Bahwa kewajiban memberikan informasi dan kriteria ke-adekuat-an informasi ditentukan


bagaimana biasanya dilakukan dalam komunitas tenaga medis. Dalam standar ini ada kemungkinan
bahwa kebiasaan tersebut di atas tidak sesuai dengan nilai-nilai sosial setempat, misalnya resiko yang
”tidak bermakna” (menurut medis) tidak diinformasikan, padahal mungkin bermakna dari sisi sosial
pasien.

b. Standar Subyektif

Bahwa keputusan harus didasarkan atas nilai-nilai yang dianut oleh pasien secara pribadi,
sehingga informasi yang diberikan harus memadai untuk pasien tersebut dalam membuat keputusan.
Kesulitannya adalah mustahil (dalam hal waktu/kesempatan) bagi profesional medis memahami nilai-
nilai yang secara individual dianut oleh pasien.

c. Standar pada reasonable person

Standar ini merupakan hasil kompromi dari kedua standar sebelumnya, yaitu dianggap
cukup apabila informasi yang diberikan telah memenuhi kebutuhan umumnya orang awam.

Pengertian Informed Choice

Informed Choice berarti membuat pilihan setelah mendapatkan penjelasan tentang alternatif asuhan
yang akan dialaminya, pilihan (choice) harus dibedakan dari persetujuan (concent). Persetujuan penting
dari sudut pandang bidan, karena itu berkaitan dengan aspek hukum yang memberikan otoritas untuk
semua prosedur yang dilakukan oleh bidan. Sedangkan pilihan (choice) lebih penting dari sudut pandang
wanita (pasien) sebagai konsumen penerima jasa asuhan kebidanan.

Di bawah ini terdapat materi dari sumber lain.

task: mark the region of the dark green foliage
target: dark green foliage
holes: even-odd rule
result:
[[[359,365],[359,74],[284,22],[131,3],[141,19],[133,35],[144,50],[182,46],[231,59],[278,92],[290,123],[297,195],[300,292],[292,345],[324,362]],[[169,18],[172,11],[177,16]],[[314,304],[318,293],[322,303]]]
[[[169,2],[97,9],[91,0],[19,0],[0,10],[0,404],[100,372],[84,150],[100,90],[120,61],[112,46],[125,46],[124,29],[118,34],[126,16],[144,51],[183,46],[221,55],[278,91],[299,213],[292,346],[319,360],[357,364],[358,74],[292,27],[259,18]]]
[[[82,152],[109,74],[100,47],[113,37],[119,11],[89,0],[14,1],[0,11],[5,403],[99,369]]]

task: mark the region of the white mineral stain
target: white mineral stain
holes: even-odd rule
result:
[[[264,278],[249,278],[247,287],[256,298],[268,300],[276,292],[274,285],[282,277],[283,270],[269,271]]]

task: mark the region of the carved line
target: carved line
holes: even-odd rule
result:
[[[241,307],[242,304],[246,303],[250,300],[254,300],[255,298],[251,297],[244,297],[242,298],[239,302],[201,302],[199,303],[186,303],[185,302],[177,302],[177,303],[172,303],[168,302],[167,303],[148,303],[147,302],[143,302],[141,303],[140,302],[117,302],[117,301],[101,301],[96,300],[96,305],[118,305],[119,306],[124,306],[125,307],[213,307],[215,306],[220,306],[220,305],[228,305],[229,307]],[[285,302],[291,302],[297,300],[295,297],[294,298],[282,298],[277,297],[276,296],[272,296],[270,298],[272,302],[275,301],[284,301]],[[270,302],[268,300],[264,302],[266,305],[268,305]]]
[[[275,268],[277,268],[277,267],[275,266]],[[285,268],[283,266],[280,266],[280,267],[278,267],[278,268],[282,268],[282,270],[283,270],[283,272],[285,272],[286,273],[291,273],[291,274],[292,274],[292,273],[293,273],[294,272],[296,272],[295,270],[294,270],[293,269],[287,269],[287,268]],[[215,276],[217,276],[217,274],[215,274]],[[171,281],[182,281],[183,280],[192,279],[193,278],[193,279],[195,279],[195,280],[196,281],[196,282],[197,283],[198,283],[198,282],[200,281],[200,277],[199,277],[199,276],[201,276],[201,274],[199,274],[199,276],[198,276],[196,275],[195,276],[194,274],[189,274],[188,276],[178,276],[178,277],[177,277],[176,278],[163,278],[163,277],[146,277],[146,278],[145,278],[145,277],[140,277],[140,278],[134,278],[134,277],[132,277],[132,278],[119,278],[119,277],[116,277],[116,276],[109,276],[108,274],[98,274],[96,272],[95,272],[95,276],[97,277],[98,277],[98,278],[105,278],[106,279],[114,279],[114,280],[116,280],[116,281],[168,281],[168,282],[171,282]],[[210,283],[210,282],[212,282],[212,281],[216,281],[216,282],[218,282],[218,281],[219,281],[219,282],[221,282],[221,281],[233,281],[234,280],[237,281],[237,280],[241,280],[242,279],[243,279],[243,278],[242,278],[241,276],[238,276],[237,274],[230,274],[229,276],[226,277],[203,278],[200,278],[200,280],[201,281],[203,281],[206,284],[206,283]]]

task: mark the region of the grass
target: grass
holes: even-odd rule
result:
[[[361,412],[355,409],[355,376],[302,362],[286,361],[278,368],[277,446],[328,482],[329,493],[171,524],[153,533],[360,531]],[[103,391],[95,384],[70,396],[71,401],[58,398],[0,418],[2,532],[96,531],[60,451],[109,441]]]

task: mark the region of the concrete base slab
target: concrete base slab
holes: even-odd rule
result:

2.9 Tujuan Informed Choice

Tujuannya adalah untuk mendorong wanita memilih asuhannya. Peran bidan tidak hanya
membuat asuhan dalam manajemen asuhan kebidanan tetapi juga menjamin bahwa hak wanita untuk
memilih asuhan dan keinginannya terpenuhi. Hal ini sejalan dengan kode etik internasional bidan yang
dinyatakan oleh ICM 1993, bahwa bidan harus menghormati hak wanita setelah mendapatkan
penjelasan dan mendorong wanita untuk menerima tanggung jawab untuk hasil dari pilihannya.,,

Daftar pustaka

Ratih Kusuma Wardhani. 2009. Tinjauan Yuridis Persetujuan Tindakan Medis (Informed Consent) Di Rsup
Dr. Kariadi Semarang. Tesis tidak diterbitkan. Semarang: FH Universitas Diponegoro.
· Samil, Ratna Suprapti. Etika Kedokteran Indonesia, Yayasan Bina Pustaka: Jakarta.,

· Informed Consent dan Informed Refusal, Penerbit Fakultas Kedokteran UI, 2003.